Fano varieties of cubic fourfolds containing a plane

TL;DR

This paper establishes a deep connection between the Fano varieties of lines on certain cubic fourfolds and moduli spaces of twisted stable complexes and sheaves on K3 surfaces, revealing birational equivalences and wall-crossing phenomena.

Contribution

It demonstrates that Fano varieties of cubic fourfolds containing a plane are isomorphic to moduli spaces of twisted stable complexes and are birational to moduli spaces of twisted stable sheaves on K3 surfaces, linking geometric and derived category perspectives.

Findings

Fano varieties are isomorphic to moduli spaces of twisted stable complexes.
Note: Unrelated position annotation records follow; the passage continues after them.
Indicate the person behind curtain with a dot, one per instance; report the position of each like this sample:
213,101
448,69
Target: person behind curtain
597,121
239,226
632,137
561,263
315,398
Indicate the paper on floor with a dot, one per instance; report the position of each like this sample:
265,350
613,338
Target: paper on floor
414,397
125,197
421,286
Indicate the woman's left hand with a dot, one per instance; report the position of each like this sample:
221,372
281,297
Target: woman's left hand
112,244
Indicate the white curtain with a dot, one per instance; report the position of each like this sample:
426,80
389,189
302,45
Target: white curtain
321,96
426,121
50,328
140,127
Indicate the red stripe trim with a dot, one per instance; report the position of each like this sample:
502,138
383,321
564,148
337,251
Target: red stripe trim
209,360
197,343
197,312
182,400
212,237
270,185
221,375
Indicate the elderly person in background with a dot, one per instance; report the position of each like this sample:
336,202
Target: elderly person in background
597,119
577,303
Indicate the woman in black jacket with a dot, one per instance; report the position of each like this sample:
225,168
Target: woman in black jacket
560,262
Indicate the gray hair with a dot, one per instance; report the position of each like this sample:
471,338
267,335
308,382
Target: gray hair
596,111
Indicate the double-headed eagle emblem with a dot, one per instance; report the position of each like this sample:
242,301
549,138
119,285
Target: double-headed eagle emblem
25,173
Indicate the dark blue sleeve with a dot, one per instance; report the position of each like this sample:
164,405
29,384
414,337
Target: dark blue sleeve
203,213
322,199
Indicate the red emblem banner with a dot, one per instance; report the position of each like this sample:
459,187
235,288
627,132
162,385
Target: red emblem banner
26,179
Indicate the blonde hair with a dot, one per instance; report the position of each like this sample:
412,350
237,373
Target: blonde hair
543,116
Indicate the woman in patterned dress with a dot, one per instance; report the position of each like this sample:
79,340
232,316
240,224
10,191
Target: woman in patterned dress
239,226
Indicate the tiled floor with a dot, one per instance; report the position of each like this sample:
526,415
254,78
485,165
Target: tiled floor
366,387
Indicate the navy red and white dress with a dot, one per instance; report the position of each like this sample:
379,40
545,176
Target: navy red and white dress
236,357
Fano varieties are birational to moduli spaces of twisted stable sheaves.

Wall-crossing relates complexes and sheaves in the derived category.

Abstract

We prove that the Fano variety of lines of a generic cubic fourfold containing a plane is isomorphic to a moduli space of twisted stable complexes on a K3 surface. On the other hand, we show that the Fano varieties are always birational to moduli spaces of twisted stable coherent sheaves on a K3 surface. The moduli spaces of complexes and of sheaves are related by wall-crossing in the derived category of twisted sheaves on the corresponding K3 surface.